The public private owned airport Oslo Torp has skyrocketed its number of passengers by 40% during the first 10 months of 2017.
By Hans Jørgen Elnæs
Located 120 kilometers south of Oslo, Sandefjord Airport Torp is growing faster than other airports in Norway. It has reported 60.3% passenger growth in October, reaching 183,981, and year-to-date the small airport has pushed its passenger numbers up by 40% to 1,670,095 versus the same period in 2016.
It has been a remarkable rebound after years of decline in traffic.
Oslo Gardermoen, located 50 kilometres north of Oslo and the largest airport in Norway and run by Avinor, reports a 6.4% passenger increase for October, totalling 2,493,930, making the growth so far this year 7% to reach a total of 23,448,251 passengers.
The interesting aspect here is that the small airport is outperforming its big brother by five times measured in percentage passenger growth for the January to October period.

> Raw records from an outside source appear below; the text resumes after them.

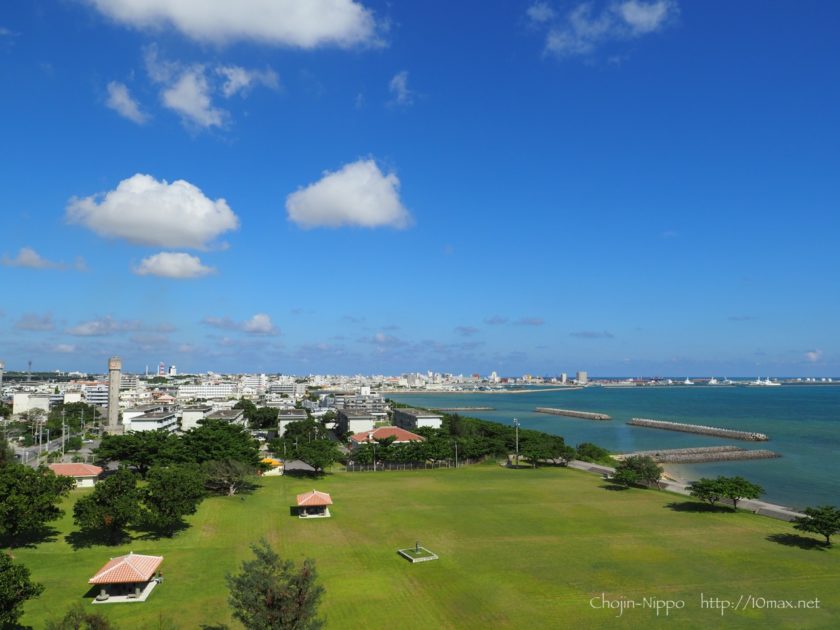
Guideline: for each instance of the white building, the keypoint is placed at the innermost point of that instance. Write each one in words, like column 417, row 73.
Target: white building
column 154, row 421
column 191, row 415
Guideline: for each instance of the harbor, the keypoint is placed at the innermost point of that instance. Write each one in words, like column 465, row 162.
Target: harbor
column 701, row 455
column 571, row 413
column 697, row 428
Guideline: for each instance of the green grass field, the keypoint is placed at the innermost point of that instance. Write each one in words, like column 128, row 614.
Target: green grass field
column 518, row 548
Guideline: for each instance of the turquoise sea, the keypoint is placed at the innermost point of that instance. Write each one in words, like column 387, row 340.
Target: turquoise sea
column 803, row 423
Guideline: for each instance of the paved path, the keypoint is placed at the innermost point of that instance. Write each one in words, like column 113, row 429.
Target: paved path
column 758, row 507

The main reason behind the massive growth at Oslo Torp is the closure of the nearby competing airport Oslo Rygge on 31 October 2016. Due to Rygge closing down, the sole operator at the airport, Ryanair, transferred eight of its 16 routes to Torp effective from 1 November 2016. Rygge and Torp airports had coexisted since 2007, until the implementation of a passenger tax in Norway on 1 June 2016 forced Ryanair to shut down its base at Rygge.
Above two million in 2017
There are five scheduled and one charter airline operating at Torp and the airlines’ seat capacity is split like this: Wizz Air (34.3%), Wideroe (29.1%), Ryanair (27.0%), KLM (4.8%), Norwegian (3.9%) and Thomas Cook Airlines Scandinavia (0.9%).
It is expected that Torp will surpass two million passengers in 2017, the highest number in the history of the airport and a good example of how low-cost carriers can drive up passenger volumes in a very short space of time, even at secondary airports with a limited catchment area and heavy competition from other airlines. The main component for the growth in 2017 is Ryanair, and the Irish low-cost company will have transported approximately 600,000 passengers by year-end.
The Torp case is a timely example of the positive impact of low-cost carriers, even in marginal markets, and it is not unlikely more capacity will be assigned to Torp by both Wizz Air and Ryanair in the coming years, as Oslo Gardermoen does not have any plans in the short or medium perspective to attract a significant increase in LCC volume.
The main plans at Oslo Gardermoen are to extend the non-Schengen terminal to handle A380 operations and to construct a third runway, these facts giving a clear signal to Torp to keep on working to attract more low-cost carriers to continue its impressive growth.